Por el momento, éste vendría a ser el panorama del nuevo cuento chimbotano. Sin embargo sería mezquino soslayar la presencia de cuatro narradores que si bien no publican todavía sus cuentos en un trabajo orgánico, han logrado ofrecer a través de concursos literarios, revistas o antologías, evidentes muestras de una narrativa cuidadosa y elaborada, se trata de Gonzalo Pantigoso, Medalit Escalante, Augusto Rubio y Róger Antón Fabián, de quienes esperamos con impaciencia su primera entrega personal. Asimismo, aguardamos con expectativa mejores resultados de otros narradores cuyos primeros trabajos (publicados en breves opúsculos) presentan todavía claros desniveles estéticos. Nos referimos a Víctor Unyén Velezmoro (La tía Sara. La Sarandonga y La leyenda del tritón y la princesa Qori Shonqu, 1997); Roberto Díaz Valencia (Inocente condenado, 1999 y Avatares de un profesor, 2001, entre otros); Víctor Raúl Plasencia (Los sueños del zorro Ventolín y la gaviota Golondrona, 1999), Sixtilio Rojas Gamboa (María en el puerto, 2001) y Francisco Vásquez Carrillo (El justiciero ideal, 2002).
Junto a este amplio muestrario, cabe destacar los libros compilatorios Cuentos del Último Navegante.
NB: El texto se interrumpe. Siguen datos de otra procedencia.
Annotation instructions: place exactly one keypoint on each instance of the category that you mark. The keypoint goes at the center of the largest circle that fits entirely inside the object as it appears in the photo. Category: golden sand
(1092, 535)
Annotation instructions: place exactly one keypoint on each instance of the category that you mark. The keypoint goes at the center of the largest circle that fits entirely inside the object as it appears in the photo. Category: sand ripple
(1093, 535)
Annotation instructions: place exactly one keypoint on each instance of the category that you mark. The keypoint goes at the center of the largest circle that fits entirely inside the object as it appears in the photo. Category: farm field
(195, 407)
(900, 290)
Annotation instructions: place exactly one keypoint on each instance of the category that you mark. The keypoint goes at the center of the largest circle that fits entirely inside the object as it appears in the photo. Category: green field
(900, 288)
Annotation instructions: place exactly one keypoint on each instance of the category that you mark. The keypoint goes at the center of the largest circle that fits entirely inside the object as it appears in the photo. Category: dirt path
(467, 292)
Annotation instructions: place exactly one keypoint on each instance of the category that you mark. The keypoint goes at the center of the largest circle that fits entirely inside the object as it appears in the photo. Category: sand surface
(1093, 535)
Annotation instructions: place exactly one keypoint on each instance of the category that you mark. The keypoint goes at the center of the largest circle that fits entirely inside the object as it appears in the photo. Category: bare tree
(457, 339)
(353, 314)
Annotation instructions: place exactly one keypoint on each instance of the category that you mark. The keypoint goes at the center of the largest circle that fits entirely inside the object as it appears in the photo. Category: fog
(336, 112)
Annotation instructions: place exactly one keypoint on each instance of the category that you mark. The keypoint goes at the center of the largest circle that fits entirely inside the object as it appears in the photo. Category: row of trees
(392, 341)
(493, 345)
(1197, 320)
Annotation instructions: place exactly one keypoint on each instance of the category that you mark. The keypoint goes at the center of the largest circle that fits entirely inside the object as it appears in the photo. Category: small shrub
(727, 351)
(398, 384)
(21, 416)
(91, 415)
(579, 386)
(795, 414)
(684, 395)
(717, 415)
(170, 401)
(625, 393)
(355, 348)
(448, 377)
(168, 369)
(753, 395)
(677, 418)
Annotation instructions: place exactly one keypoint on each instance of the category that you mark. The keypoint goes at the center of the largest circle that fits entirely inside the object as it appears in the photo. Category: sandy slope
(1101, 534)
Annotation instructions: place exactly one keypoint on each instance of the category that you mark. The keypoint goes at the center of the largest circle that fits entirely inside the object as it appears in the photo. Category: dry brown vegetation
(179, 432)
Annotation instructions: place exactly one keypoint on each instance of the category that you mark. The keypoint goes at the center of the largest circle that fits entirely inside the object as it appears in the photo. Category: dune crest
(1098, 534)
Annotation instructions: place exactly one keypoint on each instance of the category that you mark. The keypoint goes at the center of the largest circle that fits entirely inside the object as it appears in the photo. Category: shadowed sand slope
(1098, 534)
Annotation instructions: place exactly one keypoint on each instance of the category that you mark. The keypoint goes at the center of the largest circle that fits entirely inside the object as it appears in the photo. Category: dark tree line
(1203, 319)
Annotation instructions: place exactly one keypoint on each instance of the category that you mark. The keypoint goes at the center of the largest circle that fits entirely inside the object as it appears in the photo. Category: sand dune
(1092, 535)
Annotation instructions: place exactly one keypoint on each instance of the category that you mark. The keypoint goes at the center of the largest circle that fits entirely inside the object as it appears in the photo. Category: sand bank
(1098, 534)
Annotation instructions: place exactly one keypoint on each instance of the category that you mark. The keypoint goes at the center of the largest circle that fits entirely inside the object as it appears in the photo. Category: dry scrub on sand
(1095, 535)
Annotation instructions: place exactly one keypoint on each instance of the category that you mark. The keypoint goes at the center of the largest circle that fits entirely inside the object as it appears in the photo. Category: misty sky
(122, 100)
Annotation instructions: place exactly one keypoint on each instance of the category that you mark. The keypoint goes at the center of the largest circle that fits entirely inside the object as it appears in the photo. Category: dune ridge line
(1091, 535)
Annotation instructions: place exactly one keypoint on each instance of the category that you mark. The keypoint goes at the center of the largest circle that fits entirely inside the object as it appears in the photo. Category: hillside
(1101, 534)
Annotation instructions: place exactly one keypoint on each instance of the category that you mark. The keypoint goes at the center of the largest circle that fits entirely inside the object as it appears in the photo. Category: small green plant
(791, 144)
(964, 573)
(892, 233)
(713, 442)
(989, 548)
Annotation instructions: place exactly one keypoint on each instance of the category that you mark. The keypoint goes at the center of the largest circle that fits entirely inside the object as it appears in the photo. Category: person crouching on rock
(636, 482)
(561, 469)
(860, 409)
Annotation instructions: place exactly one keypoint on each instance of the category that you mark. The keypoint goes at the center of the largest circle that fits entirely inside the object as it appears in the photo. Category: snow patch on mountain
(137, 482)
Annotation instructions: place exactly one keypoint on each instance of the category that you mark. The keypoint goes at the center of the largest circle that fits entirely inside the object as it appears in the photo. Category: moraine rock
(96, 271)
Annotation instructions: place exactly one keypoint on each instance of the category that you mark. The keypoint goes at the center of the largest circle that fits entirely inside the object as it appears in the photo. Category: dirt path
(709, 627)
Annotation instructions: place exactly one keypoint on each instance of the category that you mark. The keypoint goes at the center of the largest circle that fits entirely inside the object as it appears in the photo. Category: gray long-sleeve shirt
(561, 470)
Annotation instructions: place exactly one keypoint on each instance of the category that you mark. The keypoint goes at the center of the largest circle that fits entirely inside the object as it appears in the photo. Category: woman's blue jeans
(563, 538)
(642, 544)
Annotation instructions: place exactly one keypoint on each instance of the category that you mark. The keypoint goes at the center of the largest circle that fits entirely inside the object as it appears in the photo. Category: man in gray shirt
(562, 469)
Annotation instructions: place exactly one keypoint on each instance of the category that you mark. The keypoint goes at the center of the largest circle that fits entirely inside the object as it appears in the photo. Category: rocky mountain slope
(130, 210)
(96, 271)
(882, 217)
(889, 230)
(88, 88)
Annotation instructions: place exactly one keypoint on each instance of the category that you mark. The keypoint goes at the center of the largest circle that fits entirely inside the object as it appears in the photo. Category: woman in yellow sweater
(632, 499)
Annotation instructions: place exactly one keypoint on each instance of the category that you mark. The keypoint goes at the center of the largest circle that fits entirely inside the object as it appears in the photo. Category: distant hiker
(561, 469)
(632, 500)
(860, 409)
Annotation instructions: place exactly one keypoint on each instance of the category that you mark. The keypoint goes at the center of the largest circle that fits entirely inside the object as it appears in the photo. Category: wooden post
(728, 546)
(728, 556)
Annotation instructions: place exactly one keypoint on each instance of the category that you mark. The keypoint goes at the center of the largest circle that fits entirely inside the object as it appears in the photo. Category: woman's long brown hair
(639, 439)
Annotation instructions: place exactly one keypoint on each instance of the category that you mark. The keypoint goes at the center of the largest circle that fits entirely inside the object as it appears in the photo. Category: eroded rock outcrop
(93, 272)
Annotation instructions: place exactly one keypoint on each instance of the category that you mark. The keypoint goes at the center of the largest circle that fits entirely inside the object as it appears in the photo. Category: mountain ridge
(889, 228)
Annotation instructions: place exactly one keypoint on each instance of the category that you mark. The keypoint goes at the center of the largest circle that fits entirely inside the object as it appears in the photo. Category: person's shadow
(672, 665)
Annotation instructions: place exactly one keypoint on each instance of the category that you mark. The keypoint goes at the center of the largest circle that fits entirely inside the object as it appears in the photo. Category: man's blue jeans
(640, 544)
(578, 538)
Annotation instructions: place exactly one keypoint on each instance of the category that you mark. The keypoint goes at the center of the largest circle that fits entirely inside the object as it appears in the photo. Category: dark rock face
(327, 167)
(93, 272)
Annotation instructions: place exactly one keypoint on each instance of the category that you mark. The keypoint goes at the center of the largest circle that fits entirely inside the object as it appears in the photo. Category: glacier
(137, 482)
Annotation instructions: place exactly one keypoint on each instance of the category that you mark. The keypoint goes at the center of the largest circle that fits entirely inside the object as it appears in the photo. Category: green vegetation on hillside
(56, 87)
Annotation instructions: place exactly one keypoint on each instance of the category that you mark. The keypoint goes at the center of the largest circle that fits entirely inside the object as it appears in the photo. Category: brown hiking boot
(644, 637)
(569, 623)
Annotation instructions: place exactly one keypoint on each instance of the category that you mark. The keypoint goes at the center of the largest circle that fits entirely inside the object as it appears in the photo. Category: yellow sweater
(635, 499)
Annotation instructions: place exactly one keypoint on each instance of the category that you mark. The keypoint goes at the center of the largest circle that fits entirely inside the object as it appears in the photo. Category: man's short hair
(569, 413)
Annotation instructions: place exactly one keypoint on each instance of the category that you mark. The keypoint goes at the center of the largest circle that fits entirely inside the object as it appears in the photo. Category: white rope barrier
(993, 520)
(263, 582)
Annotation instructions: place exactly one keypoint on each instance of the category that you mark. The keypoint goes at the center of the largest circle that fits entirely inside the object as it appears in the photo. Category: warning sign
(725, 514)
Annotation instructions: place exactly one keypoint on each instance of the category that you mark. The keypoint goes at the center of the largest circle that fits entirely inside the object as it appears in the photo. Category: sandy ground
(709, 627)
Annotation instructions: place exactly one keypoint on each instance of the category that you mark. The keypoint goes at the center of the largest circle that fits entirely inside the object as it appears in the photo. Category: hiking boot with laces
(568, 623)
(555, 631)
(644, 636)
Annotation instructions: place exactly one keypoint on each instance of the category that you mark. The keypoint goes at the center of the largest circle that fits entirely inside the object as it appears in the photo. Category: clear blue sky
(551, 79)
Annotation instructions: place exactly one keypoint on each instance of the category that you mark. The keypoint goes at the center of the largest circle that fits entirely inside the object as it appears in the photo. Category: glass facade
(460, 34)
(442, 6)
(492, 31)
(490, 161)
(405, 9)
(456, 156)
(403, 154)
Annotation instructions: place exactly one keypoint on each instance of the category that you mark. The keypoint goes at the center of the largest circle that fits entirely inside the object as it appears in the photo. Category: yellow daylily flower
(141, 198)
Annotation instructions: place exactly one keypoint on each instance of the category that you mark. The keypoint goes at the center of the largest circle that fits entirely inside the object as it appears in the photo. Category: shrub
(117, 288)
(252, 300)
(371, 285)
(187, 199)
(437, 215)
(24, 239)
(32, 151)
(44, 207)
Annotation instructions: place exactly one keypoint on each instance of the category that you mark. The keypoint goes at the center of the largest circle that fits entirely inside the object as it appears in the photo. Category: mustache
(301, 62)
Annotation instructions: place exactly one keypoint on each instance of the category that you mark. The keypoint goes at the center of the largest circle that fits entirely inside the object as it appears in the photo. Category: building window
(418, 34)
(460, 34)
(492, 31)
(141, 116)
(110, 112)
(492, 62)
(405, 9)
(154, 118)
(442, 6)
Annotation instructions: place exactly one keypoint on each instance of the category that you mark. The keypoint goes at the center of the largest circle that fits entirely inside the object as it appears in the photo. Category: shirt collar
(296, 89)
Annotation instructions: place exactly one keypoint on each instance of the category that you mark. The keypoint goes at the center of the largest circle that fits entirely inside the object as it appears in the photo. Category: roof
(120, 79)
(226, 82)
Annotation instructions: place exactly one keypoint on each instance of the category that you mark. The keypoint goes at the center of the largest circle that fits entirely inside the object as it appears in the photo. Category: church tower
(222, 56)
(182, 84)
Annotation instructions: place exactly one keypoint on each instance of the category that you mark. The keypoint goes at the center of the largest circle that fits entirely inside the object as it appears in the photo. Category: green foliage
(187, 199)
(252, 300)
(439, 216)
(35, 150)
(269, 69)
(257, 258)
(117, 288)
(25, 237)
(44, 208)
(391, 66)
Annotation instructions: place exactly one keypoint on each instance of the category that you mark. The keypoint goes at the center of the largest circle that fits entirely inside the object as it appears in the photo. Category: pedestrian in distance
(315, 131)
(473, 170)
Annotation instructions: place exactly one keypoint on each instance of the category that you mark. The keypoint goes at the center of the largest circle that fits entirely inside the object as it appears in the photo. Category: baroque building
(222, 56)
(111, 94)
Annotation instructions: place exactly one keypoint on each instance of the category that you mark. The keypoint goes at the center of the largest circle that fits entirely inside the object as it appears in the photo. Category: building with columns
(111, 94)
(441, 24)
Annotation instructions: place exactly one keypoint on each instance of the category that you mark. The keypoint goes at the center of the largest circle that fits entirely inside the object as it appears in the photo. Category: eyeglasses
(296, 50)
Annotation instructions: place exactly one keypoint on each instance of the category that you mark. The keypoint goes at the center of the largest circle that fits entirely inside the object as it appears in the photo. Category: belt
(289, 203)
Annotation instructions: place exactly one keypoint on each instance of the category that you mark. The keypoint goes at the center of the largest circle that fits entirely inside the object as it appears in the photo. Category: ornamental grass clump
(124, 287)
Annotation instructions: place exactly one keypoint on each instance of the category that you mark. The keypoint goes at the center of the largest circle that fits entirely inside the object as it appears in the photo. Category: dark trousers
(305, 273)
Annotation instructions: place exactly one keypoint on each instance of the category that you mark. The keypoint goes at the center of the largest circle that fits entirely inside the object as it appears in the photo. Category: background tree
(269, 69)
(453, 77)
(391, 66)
Antología del cuento chimbotano de Gonzalo Pantigoso (1994) y Sobre las olas. Selección de narrativa chimbotana de Jaime Guzmán Aranda (2000), con cuya aparición se clarifica el trabajo de los narradores en Chimbote y el de una actividad como la cuentística, empeñada en evidenciar sus logros a partir de un ejercicio serio, esmerado y consecuente.